However, I am confident that my children remain safe at school.  I remain assured that goodness will prevail and it will outweigh the badness in the world.  I believe in the power of love. 
 
 
With love, we will take the time to heal, to rise up and support one another with supreme humanity. The power of love in the lives of twenty-six souls will carry on, deeply embedded in our core and emblazoned in our memory forever.  



Never forget.  12-14-12


 

Wednesday, December 19, 2012

Barf on the Shelf

I was at kickboxing class last night when the mom in front of me spontaneously broke intro a lyrical and arrogant soliloquy about how amazing she is with her Elf on the Shelf. Her long story, which commanded every one's attention and delayed the start of my fitness class by a crucial 3 minutes, actually ended with a curtsy. A freaking curtsy! Because her Elf made a mess and she made her kids help clean it up and therefore she was not only an awesome mom teaching her kids important lessons about cleaning up messes but she also wins the Elf on the Shelf mommy wars.

And it reminded me of this blog post by Jen at People I Want to Punch in the Throat. Yes, that is the title of her blog and it makes me love her, because I too want to punch Over-Achieving Elf on the Shelf mommies in the throat.

If you haven't read it -- RUN, don't walk -- over to her blog.

It came to my attention recently that not only do I suck at creating Christmas magic with my own kids, apparently I ruin it for other peoples' kids too.

Friend: You suck. Your daughter told my daughter that you told her that the elf isn't moving by himself -- that the parents do it.
Me: Yeah sorry about that, but they do. It doesn't move on its own.
Friend: I fucking know that.
Me: Well now your kids know it too.
 

But then, when I went home and had a second to think about it, I felt kind of bad. Just because I am a pragmatic and simple woman doesn't mean I need to ruin peoples' Christmas. So, friend, if you are out there reading this, I have been feeling kind of sorry.

But it doesn't make me want to punch that mommy in front of me in kickboxing class any less. It makes me want to punch her more.

Tuesday, December 18, 2012

I Just Never Thought Those Words Could Be a Lie

I started with these words:
I want you to know that you are safe.

Sitting on my daughter's bed with her door closed I talked to her about fire drills and lockdown drills. I told her how her school practiced these things because sometimes, so very rarely, but sometimes a school somewhere will have to deal with a real fire or a real situation when the children may not be safe.

I told her how some people are the kind of sick that they can't make good judgement calls. They can't tell real life from fiction. They can't handle their anger or their imaginations or their fears and they do a terrible, terrible thing. That happened Friday in a school in Connecticut.

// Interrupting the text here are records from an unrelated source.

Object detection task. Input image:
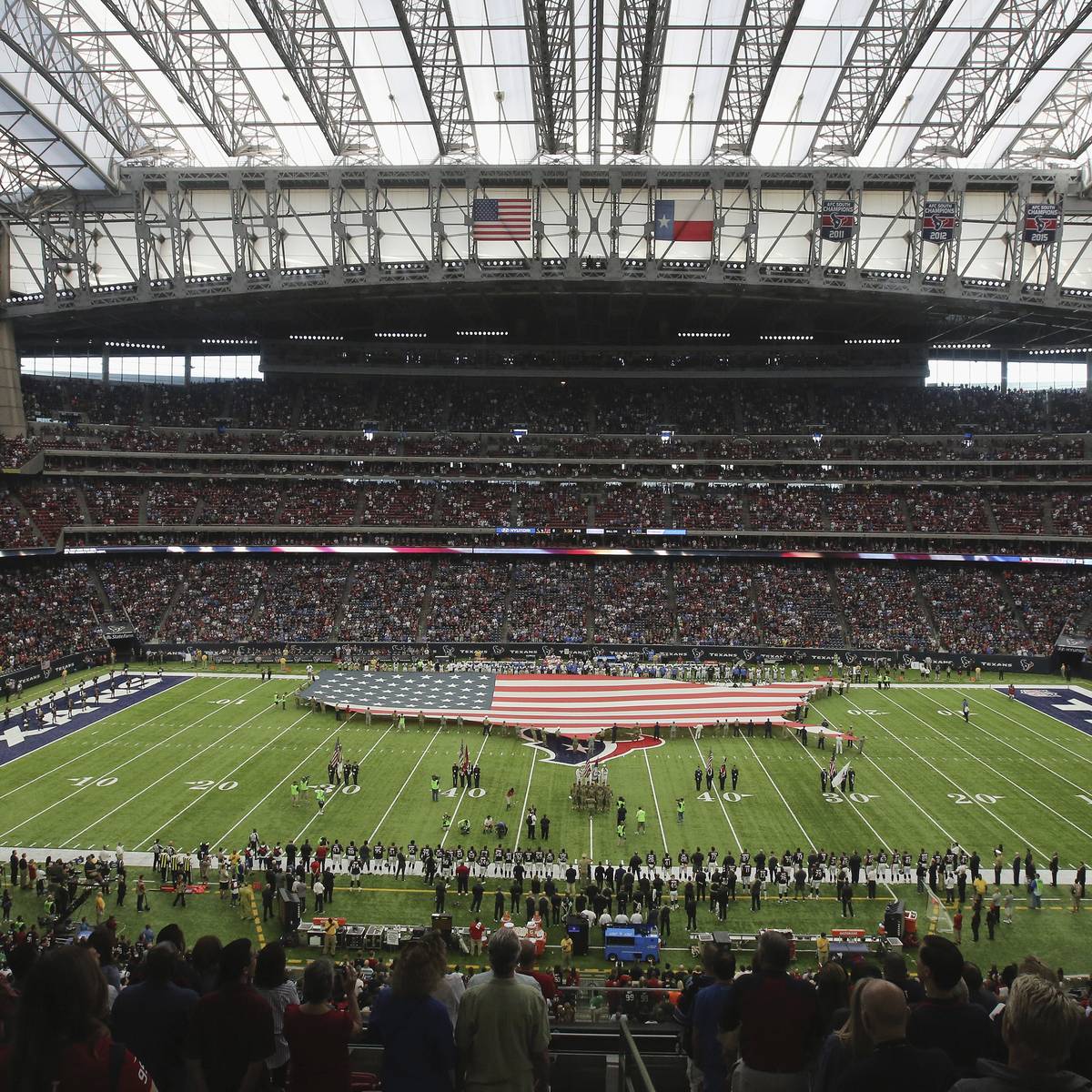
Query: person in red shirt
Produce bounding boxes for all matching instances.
[284,959,361,1092]
[470,917,485,956]
[517,940,557,1003]
[0,945,155,1092]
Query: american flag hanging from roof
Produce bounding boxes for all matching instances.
[302,672,815,736]
[470,197,531,242]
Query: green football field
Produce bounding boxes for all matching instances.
[0,673,1092,971]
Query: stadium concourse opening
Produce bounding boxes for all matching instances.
[0,0,1092,1092]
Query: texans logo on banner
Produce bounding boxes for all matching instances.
[922,201,959,244]
[520,728,662,765]
[819,200,857,242]
[1025,204,1061,247]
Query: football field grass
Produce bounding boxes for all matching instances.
[6,673,1092,971]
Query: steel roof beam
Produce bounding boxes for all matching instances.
[0,0,192,164]
[812,0,952,160]
[710,0,804,163]
[613,0,672,155]
[247,0,382,163]
[102,0,285,163]
[523,0,577,155]
[1000,46,1092,167]
[906,0,1092,165]
[391,0,479,157]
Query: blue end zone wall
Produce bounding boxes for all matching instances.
[0,675,193,765]
[996,686,1092,736]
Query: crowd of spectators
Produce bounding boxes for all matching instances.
[0,556,1092,655]
[918,566,1031,654]
[752,562,846,649]
[95,557,186,641]
[16,375,1088,439]
[595,485,670,528]
[160,557,264,642]
[747,485,826,531]
[0,490,43,548]
[340,558,432,642]
[508,559,592,643]
[671,561,764,645]
[0,562,103,671]
[425,558,509,641]
[832,564,933,652]
[592,561,675,644]
[906,490,989,535]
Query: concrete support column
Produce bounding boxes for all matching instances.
[0,231,26,439]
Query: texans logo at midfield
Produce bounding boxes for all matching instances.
[520,728,662,765]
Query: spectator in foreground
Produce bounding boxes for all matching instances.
[690,945,736,1088]
[455,929,550,1092]
[368,941,455,1092]
[284,959,361,1092]
[813,965,875,1092]
[110,944,197,1092]
[954,974,1092,1092]
[186,939,277,1092]
[834,981,956,1092]
[906,934,996,1076]
[0,945,155,1092]
[721,933,819,1092]
[255,941,299,1088]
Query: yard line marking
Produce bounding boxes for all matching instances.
[440,733,491,846]
[0,687,268,840]
[292,713,394,842]
[821,714,962,848]
[884,694,1092,853]
[794,717,896,899]
[368,728,441,842]
[212,713,373,845]
[515,747,539,850]
[0,678,231,801]
[847,692,1043,856]
[738,736,815,850]
[51,687,275,848]
[685,736,738,850]
[954,688,1092,768]
[641,747,668,853]
[134,710,310,851]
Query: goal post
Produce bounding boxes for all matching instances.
[925,888,956,935]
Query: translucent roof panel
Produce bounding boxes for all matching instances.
[0,0,1092,189]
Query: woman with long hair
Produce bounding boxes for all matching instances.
[812,963,875,1092]
[253,941,299,1088]
[284,959,360,1092]
[0,945,155,1092]
[368,940,455,1092]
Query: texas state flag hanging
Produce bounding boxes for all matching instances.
[656,200,713,242]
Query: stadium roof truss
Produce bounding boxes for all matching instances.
[7,164,1092,317]
[0,0,1092,202]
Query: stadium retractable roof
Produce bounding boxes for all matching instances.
[0,0,1092,197]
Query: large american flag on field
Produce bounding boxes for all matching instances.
[302,672,815,736]
[470,197,531,242]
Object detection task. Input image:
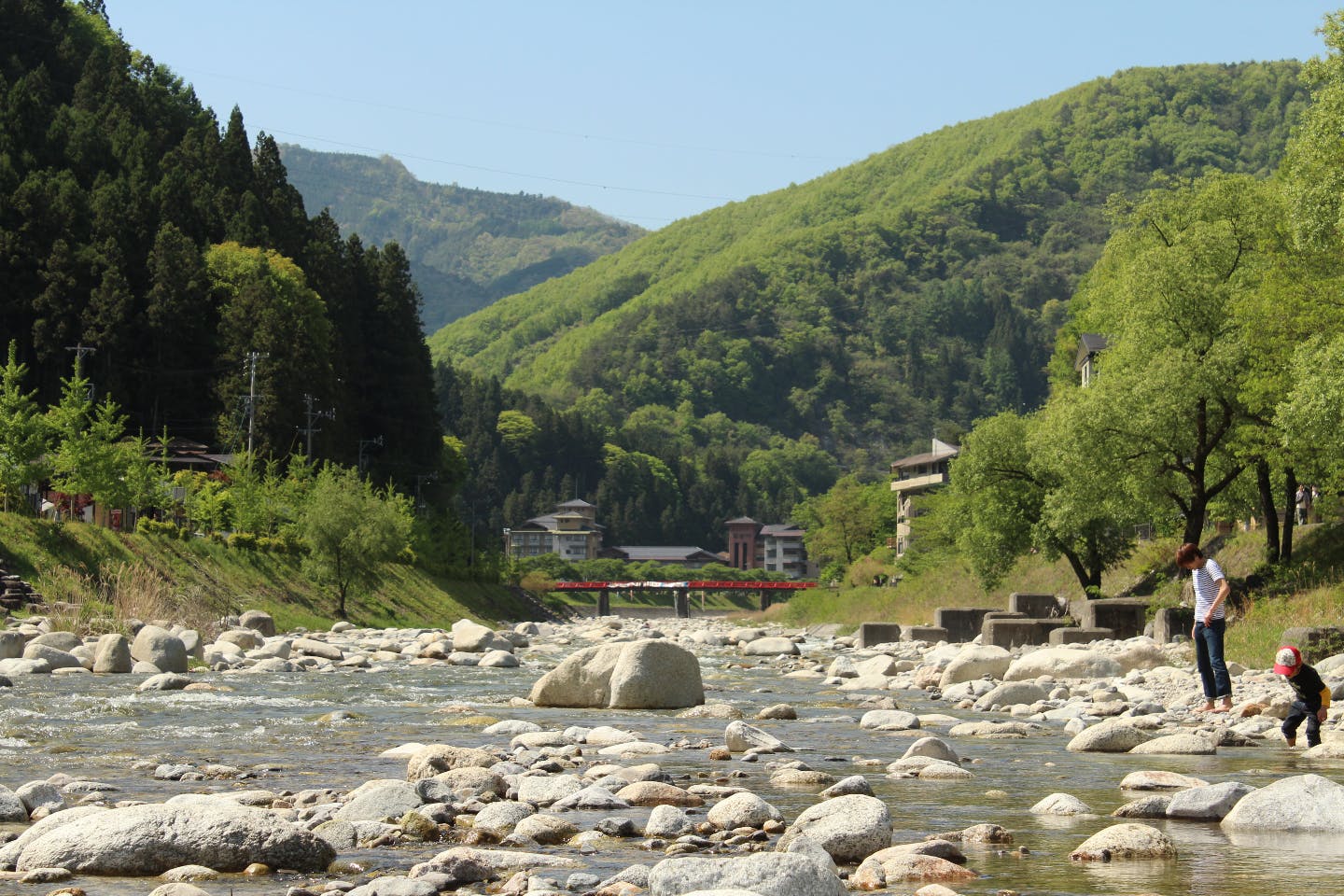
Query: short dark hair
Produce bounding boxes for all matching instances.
[1176,541,1204,566]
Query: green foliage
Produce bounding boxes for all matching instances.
[430,63,1305,483]
[282,145,644,333]
[299,464,413,618]
[0,340,47,511]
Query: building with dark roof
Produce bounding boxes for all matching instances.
[504,499,602,560]
[887,440,961,557]
[726,516,816,579]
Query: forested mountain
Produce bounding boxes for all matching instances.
[430,62,1308,547]
[430,62,1307,464]
[280,144,644,333]
[0,0,442,491]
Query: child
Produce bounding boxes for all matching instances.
[1274,645,1331,747]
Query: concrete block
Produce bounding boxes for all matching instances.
[1008,591,1064,620]
[1050,626,1115,646]
[901,626,950,643]
[1070,597,1148,638]
[932,608,999,642]
[1154,608,1195,643]
[855,622,901,648]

I told her that he was dead now, too, and he can't hurt anyone else. I told her that the reason I was crying was because I was sad that there are mommies and daddies who awoke that morning without their little Brendans so she could understand what the loss of those lives mean in relation to her. 

I told her I was not crying because I didn't feel she was safe or because I was scared. 

I told her I was not scared. 

I told her I knew we were safe. I was not going to be honest about that with her and I am comfortable with that decision. All she needed to know beyond what had happened and what other kids would talk about, was that she was going to be just fine because I said so. She would believe me at least for now.

Then she began to cry, too. I asked her if she was crying because she was frightened. She nodded, yes, and the big tears dropped on her blanket as she moved her head. I asked her if she was crying because she was sad. She nodded again and her Pajamas darkened with the drops. I said that those were feelings that made sense. I asked her if she had other feelings, too, and could see her inwardly ask herself that, and then she shook her head no.

I told her the reason I shared this terrible story I wished I never had to ever share was because children talk about what they hear. 

I told her that she could not share this with a child. That she could talk to me and dad and teachers and the nurse and the principal- any adult she feels comfortable with, she can share this, but not with the children of her class nor with her brother and sister. 

I told her she was older and knew things that the younger kids should not, not that I felt it was fair she should know this. It was just like when we talked puberty- other moms and dads share that information with their kids when they are ready and it was not right for someone else to do that. 

I also told her that if other children talked about it she could say she had heard the news, but that there really wasn't any reason for her to say any more about it other than how she felt.

I told her I loved her and I hugged her and I hugged her again and told her, again, that I loved her. 

I told her I could tell she was in a safe school and a safe environment and that I was so happy about that. 

I told her that the Head of the schools even emailed us all to remind us how safe we are and she nodded at that because he was the man in charge and he felt good about it all.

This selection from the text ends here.